Dari dekat hawa mistis menyeruak. Eh, nggak ding. Sejujurnya malah pulau kecil ini terlihat indah subur, menghijau.

Onggokan batu yang terpahat alami, berpadu dengan hijaunya pepohon, menghiasi air laut biru yang ikut memantulkan hijau daun.
Perahu tetap berjalan pelan sampai kami puas memandangi dan ngepoin pulau kecil itu dengan cermat. Kira-kira, di pulau itu ada apanya ya, hihihi..

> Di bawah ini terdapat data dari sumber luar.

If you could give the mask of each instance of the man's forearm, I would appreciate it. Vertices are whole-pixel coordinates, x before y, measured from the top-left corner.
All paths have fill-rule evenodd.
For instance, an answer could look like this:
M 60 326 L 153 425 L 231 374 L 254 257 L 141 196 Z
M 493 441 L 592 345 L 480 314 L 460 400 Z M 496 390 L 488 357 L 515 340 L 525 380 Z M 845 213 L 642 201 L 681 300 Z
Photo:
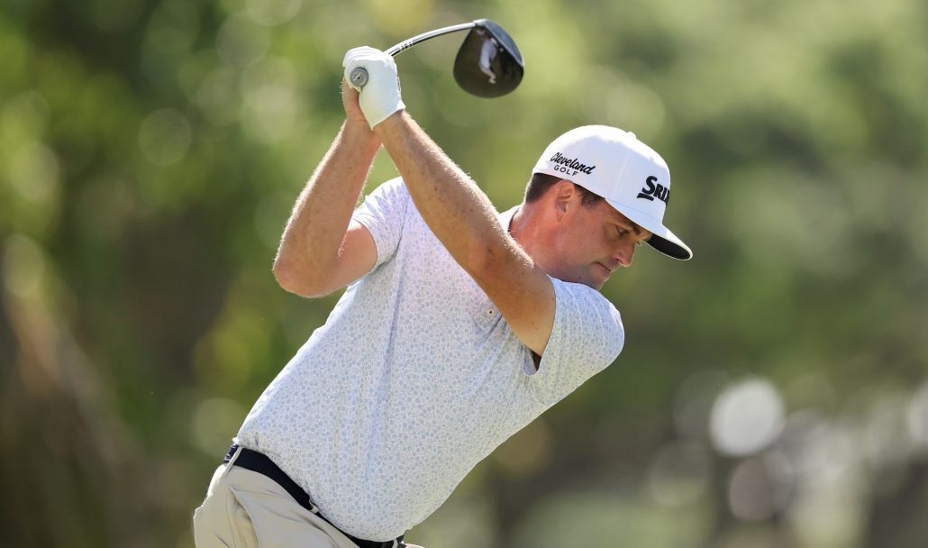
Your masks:
M 510 245 L 483 191 L 405 111 L 374 131 L 422 218 L 465 270 L 473 275 L 488 258 Z
M 380 145 L 363 122 L 342 126 L 287 222 L 274 261 L 278 276 L 325 276 L 332 267 Z

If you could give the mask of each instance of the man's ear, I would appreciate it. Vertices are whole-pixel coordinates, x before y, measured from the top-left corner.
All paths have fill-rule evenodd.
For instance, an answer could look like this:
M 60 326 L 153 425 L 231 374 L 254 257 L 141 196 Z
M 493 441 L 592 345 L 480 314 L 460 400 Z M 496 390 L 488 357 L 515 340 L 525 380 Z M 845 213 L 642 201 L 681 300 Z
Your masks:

Tapi kita tidak turun di sini, sebab tujuan kita memang cuma melintas dan melihat dari dekat pulau-pulau yang ada di tepi lautan berpasir putih ini.
Perahu kembali melaju untuk melintasi tempat lain yang perlu dikenal dan dikenang. Pelayaran ini harus memberikan pengalaman yang bermanfaat dan tak terlupakan.
"Itu pantai Simbaronce!" Mas Elon berteriak memberitahu. Dari kejauhan terlihat titik-titik kecil dan perahu yang juga baru lepas jangkar dari pantai Simbaronce.
Pantai ini masih sealur dengan pantai Karanggongso yang berpasir putih. Ternyata kita berlayar cukup jauh ke tengah laut jika melihat pantai Simbaronce terlihat kecil.

Pantai Simbaronce ini masih berhubungan dengan Pantai Karanggongso, karena masuk berada di dusun yang sama, yaitu Dusun Karanggongso, Desa Tasikmadu, Kecamatan Watulimo, Kabupaten Trenggalek, Jawa Timur.